自治体のツボ

地方分権ってどうでもいいことなんでしょうか

地方自治・地方行財政・地方創生…地方のあれこれを取り上げます

2021年03月

点検春条例①エスカレーター歩行容認条例も

埼玉県がエスカレーターでは立ち止まるよう求める条例を作るという。全国初との触れ込み。強いメッセージで事故を防ぐという。

早速条文を読んでみよう。第5条に「利用者は立ち止まった状態でエスカレーターを利用しなければならない」とある。
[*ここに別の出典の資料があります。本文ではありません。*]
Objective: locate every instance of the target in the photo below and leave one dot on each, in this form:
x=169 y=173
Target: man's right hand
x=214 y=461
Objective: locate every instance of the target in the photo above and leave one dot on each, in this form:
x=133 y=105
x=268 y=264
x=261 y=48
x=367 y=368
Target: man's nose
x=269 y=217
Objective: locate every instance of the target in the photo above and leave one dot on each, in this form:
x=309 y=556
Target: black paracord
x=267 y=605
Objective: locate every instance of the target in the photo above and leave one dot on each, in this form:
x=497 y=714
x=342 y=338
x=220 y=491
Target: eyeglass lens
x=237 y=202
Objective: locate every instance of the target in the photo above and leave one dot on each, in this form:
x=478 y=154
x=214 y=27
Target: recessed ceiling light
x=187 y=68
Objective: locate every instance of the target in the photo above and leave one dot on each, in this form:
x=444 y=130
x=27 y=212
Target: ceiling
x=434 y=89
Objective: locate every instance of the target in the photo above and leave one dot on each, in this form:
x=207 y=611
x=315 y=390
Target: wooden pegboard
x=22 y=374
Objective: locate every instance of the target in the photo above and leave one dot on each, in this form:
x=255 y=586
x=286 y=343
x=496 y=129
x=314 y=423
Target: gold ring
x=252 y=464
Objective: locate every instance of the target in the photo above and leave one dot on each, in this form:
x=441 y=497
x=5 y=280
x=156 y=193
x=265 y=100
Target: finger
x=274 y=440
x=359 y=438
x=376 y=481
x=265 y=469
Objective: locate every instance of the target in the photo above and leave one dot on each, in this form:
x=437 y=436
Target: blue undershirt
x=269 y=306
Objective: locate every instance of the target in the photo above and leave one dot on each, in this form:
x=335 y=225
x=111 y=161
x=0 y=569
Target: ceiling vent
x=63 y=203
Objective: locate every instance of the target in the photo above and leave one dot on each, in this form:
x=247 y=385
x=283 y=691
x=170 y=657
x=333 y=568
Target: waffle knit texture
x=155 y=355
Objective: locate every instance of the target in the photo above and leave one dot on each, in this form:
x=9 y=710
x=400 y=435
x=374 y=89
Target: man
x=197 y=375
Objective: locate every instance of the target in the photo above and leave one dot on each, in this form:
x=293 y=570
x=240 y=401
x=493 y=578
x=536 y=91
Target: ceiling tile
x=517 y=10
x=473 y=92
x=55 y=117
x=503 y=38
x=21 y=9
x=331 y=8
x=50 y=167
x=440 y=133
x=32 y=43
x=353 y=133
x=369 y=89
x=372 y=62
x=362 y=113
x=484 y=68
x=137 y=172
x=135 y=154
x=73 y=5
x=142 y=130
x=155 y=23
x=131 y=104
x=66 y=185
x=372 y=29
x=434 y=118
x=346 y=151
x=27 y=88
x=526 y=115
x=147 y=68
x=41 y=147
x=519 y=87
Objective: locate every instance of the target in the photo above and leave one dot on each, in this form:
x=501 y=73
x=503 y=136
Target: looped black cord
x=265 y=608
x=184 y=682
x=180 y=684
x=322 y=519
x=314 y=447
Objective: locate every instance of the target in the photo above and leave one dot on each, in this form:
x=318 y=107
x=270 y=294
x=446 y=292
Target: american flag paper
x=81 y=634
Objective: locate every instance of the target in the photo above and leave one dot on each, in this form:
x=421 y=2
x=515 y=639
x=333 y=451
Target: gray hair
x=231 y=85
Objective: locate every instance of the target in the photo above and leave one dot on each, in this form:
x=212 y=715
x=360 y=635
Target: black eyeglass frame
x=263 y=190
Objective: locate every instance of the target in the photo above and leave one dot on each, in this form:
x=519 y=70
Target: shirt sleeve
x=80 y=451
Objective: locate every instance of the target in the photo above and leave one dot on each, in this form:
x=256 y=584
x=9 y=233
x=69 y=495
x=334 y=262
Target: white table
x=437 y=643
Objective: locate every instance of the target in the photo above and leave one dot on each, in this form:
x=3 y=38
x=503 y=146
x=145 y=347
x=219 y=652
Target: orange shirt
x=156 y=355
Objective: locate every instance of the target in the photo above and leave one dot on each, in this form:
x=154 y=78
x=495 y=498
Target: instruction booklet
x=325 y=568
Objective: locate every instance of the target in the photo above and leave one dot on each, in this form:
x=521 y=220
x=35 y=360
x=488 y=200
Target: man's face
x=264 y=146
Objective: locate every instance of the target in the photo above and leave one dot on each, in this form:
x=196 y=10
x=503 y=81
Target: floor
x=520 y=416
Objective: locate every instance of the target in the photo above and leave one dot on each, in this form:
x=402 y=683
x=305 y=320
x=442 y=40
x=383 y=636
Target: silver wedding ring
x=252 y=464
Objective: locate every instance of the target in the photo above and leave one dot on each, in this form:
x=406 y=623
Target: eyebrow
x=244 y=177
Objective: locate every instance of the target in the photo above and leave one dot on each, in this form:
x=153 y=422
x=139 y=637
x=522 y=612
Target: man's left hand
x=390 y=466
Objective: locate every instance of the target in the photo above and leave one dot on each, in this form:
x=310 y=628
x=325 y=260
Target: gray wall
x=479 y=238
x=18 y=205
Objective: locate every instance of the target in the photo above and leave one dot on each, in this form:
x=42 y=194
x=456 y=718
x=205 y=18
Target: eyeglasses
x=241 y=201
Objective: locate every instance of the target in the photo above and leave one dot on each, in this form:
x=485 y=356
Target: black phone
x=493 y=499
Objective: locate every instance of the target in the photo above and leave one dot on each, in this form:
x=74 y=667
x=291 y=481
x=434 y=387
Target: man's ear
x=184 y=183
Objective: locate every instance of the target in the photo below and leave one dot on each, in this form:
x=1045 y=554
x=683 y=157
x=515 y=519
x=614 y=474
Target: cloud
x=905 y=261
議員による提案理由を見ると、安全な利用を確保し、県民が安心して暮らせる社会の実現に寄与すると書かれている。なるほど。

でも、反対。やはり義務付けるのは違和感がある。歩く自由はないのだろうか。私はいつも歩きまくる。動く歩道も猛スピードで歩く。いらちなんで。

たしかに電車に飛び乗ろうとする際は危ない。鉄道事業者やメーカーが立ち止まるよう呼びかけるのはわかる。でも、自治体で規制するべきか?

あの整然と列をつくり、片方を空けるのは日本の文化。面白いことに、関西と関東とで右左並ぶ列が異なる。右側に並ぶと、ああ関西きたなあと思う。

コロナで従容として政府の外出自粛を受け入れたのも、このエスカレーター文化があったからこそではないか。大げさだが。

そこには歩かない人も歩く人も互いを思いやる多様性への配慮がある。まさに文化。だんだん喫煙者の論理のようになってきたが。

目くじら立てて力説するほどではないが、ちょっと異を唱えたくなった。みんなで立ち止まったら、社会の進歩も停滞しやしまいか。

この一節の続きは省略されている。